The European Court of Auditors has released a special report to look at whether or not the European Commission and member states were taking all measures necessary to address the issues that stem from inadequate procurement processes. Specifically within the implementation of cohesion policy initiatives, the European Court of Auditors has found errors in the public procurement process to be a significant source of the constant errors that occur within the EU cohesions expenditure.
With a total of 349 billion euros (£395 billion) allocated between 2007-2013 to cohesion policy through European Regional Development Fund (ERDF), European Social Fund (ESF), and the Cohesion Fund (CF).
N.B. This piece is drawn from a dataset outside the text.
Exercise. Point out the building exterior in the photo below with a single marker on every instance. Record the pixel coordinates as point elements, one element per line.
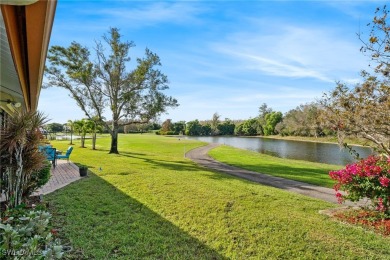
<point>25,29</point>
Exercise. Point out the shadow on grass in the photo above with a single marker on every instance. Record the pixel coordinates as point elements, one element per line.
<point>102,222</point>
<point>169,165</point>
This puts into focus how important proper public procurement processes are when it is the procurement process that is identified by the European Court of Auditors as a major source of the errors within EU cohesion expenditure.
It is a point to note that the report did not propose that public procurement does not have a natural level of errors developed, but it drew into doubt whether or not these errors were being appropriately addressed in order to prevent future issues.
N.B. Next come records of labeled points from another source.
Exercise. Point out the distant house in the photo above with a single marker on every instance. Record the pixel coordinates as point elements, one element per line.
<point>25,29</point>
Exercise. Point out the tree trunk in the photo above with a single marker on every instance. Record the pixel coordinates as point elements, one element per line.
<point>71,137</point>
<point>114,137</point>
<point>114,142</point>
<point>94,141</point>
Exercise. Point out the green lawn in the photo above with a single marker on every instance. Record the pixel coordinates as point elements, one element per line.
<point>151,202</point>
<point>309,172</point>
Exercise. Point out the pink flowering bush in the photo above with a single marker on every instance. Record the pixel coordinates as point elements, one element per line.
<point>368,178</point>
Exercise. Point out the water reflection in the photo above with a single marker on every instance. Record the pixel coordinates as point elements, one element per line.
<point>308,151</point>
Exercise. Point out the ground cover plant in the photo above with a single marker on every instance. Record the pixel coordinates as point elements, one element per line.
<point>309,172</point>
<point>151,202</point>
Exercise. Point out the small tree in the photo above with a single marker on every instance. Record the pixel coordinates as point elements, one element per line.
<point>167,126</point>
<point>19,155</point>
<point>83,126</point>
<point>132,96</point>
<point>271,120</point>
For the compilation of this report the European Court of Auditors examined 1400 plus transactions that occurred between 2009-2013. 40% of the projects within these transactions contained errors in public procurement procedures. Within this 40% of projects unjustifiable direct awards, misconstrued selection criteria, and bias treatment to select tenders constitutes the majority of errors. When this is drilled down, the underlying causes of these errors are the lack of administrative or systematic capacity, the incorrect transposition of EU directives by member states, online casino local interpretation of legislation and insufficient planning.
As made note of previously, the report focus is on what the commission and member states are doing to account for, address, and prevent procurement errors. As such one of the major finding was that there is an insufficient effort made by the Commission or member states to conduct regular and systematic analysis of public procurement. Without such regular process transparency and analysis, in addition to being without detailed data on the process, the errors will continue into the foreseeable future. Legislative changes have commenced, but devoid of analysis and long term data collection, such legislative changes are unlikely to address the full extent of the problems.
This report further emphasises the importance in establishing a full understanding of inadequate procurement, as these processes can have a profound impact upon the efficiencies within public projects. These are the reasons underlying ACE”s Procurement Landscape, focused on the UK, and ACE”s continued pursuit of more efficient procurement processes.
You can read the entirety of this special report by the European Court of Auditors here.